Kurikulum pembelajaran pada siswa dengan learning disability tidak jauh berbeda dengan kurikulum pelajaran secara umum.
Namun, perlu adanya penyesuaian terhadap penyampaian materi seperti tujuan materi pelajaran diberikan, bagaimana dan kapan suatu hal dapat terjadi, tugas yang dapat melatih ingatan siswa, membuat karya tulis yang dapat membantu siswa mengungkapkan perasaan atau ide dan menerima informasi.
Selain itu, membuat laporan sederhana terkait evaluasi hasil dari proses pembelajaran yang telah berlangsung yang dapat diberikan dalam kurun waktu minggu atau bulan. Pelajaran dengan metode role play untuk memberikan siswa gambaran peran masing-masing pekerjaan.
Serta tugas matematika untuk melatih pemecahan masalah dengan alat peraga untuk membantu siswa mengingat mengenai angka dan cara menyelesaikan soal tersebut.
Salah satu cara metode pembelajaran yang dapat lakukan adalah dengan menerapkan atau mengaplikasikan humor yang cocok kepada siswa saat proses pembelajaran berlangsung.
Humor dalam proses belajar dapat membantu siswa meningkatkan kreatiftasnya dengan sudut pandang baru dari suatu masalah. Hal ini juga dapat membantu siswa untuk memusatkan perhatiannya (Bishara, 2023).
Siswa dengan learning disability dapat diberikan tempat duduk yang berada di baris pertama di kelas. Tujuannya agar siswa dapat tetap fokus memperhatikan materi pelajaran yang diberikan guru.

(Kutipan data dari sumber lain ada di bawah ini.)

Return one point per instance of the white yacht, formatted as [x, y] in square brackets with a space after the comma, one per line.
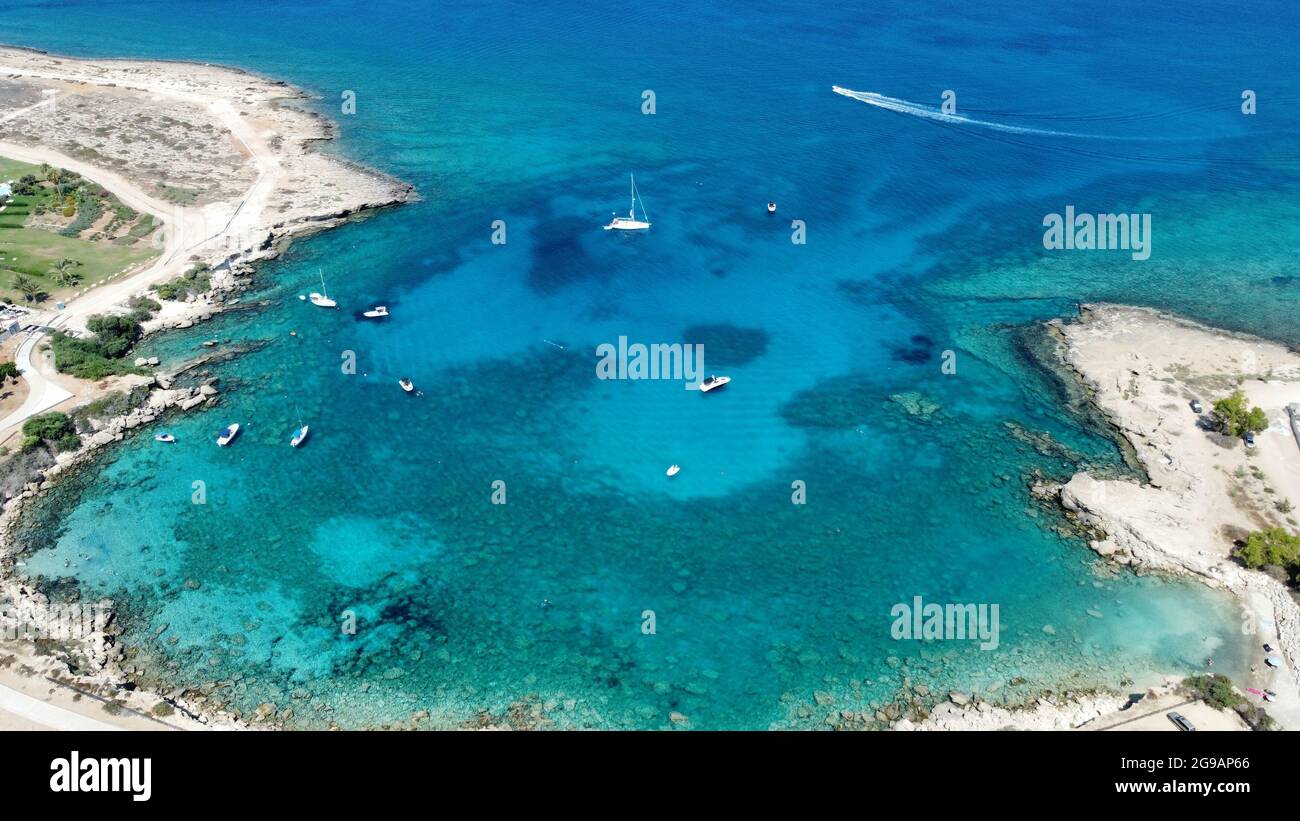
[631, 222]
[711, 382]
[321, 300]
[228, 434]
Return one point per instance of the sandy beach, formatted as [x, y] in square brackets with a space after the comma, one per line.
[245, 178]
[1205, 489]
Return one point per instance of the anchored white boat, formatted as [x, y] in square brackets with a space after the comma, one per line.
[711, 382]
[631, 222]
[321, 300]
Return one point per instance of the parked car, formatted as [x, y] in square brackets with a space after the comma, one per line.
[1181, 722]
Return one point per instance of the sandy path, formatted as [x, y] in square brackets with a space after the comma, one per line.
[186, 231]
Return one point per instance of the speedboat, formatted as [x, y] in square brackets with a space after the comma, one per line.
[711, 382]
[631, 222]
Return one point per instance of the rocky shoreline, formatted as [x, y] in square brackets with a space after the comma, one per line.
[295, 191]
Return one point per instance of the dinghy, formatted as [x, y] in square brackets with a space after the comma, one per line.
[711, 382]
[631, 222]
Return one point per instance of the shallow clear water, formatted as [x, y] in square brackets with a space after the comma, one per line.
[922, 237]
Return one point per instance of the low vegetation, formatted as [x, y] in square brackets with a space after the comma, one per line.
[1233, 417]
[103, 353]
[194, 281]
[51, 429]
[1272, 550]
[1218, 693]
[60, 231]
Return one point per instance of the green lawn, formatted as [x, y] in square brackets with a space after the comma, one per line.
[12, 169]
[31, 251]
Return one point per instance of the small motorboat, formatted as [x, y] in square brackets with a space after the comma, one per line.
[226, 435]
[711, 382]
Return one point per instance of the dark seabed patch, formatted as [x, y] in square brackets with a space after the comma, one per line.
[727, 346]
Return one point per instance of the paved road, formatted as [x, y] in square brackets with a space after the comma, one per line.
[42, 394]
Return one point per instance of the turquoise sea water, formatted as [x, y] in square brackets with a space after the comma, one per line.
[922, 237]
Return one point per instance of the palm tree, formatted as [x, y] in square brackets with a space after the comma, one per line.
[29, 287]
[63, 272]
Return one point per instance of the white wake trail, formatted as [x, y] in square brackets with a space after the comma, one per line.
[915, 109]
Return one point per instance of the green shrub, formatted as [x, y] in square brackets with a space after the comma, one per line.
[102, 355]
[1233, 417]
[48, 426]
[1270, 547]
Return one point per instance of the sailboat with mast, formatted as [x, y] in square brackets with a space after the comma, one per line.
[321, 300]
[631, 222]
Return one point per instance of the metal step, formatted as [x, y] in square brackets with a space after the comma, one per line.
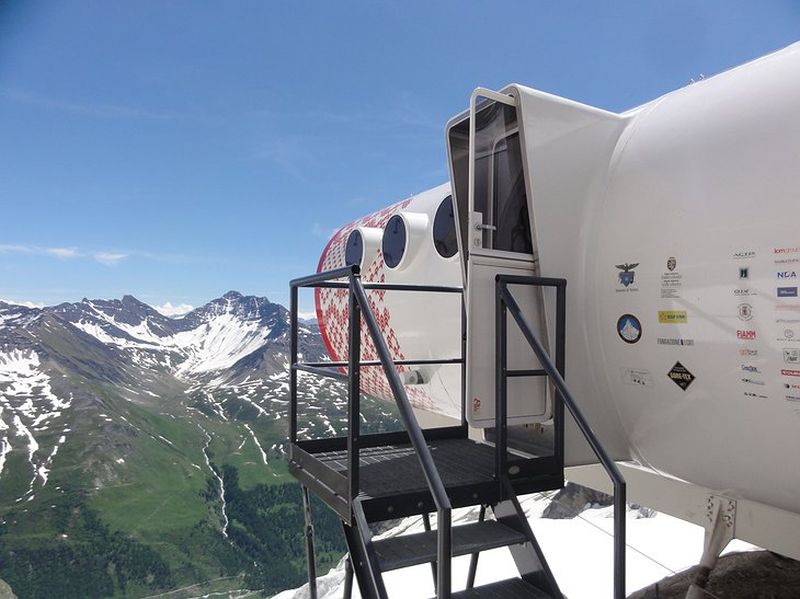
[419, 548]
[513, 588]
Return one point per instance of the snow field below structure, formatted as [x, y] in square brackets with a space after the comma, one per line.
[578, 550]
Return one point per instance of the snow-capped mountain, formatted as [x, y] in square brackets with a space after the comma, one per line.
[118, 420]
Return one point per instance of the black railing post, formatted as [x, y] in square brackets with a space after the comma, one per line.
[311, 556]
[293, 363]
[561, 362]
[501, 385]
[580, 420]
[463, 362]
[353, 388]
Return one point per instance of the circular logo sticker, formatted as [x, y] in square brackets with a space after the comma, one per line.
[629, 328]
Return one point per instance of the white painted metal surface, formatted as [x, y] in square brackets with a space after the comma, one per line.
[677, 227]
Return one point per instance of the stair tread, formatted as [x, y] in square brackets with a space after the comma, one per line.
[409, 550]
[513, 588]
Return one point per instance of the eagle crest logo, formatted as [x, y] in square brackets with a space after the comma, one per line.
[626, 273]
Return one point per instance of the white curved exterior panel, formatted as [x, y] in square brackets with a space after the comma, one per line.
[677, 227]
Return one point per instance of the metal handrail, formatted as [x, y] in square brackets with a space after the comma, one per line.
[432, 477]
[507, 301]
[359, 307]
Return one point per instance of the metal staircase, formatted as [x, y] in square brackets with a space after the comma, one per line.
[372, 478]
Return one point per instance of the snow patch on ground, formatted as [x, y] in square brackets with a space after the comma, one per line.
[28, 407]
[579, 551]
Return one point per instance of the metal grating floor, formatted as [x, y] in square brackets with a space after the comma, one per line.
[395, 469]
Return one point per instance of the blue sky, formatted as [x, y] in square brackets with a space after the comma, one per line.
[176, 150]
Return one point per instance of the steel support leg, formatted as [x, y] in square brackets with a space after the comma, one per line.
[473, 561]
[720, 526]
[311, 557]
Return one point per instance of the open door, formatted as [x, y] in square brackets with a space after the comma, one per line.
[495, 226]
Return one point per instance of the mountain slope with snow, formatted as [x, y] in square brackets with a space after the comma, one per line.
[131, 443]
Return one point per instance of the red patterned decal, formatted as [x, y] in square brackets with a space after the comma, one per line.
[332, 312]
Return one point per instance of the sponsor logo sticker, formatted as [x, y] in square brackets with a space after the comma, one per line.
[626, 276]
[637, 376]
[671, 280]
[745, 312]
[791, 355]
[673, 317]
[674, 341]
[681, 376]
[629, 328]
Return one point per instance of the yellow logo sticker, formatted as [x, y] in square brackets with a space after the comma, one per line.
[673, 317]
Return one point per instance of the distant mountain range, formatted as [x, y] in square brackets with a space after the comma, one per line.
[129, 440]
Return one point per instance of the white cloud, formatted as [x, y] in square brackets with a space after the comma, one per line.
[167, 309]
[33, 249]
[62, 252]
[109, 258]
[26, 304]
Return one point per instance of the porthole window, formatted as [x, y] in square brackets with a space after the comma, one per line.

Saat proses pembelajaran berlangsung, guru dapat menutup pintu kelas untuk memperkecil perhatian siswa teralihkan oleh stimulus di luar kelas.
Selain itu, guru dan orangtua siswa dapat memanfaatkan berbagai program komputer, perangkat elektronik, dan alat peraga yang tersedia di lingkungan sekitar, seperti: program kahoot untuk membantu guru atau orangtua dalam memberikan soal kepada siswa untuk melatih kemampuan ingatannya.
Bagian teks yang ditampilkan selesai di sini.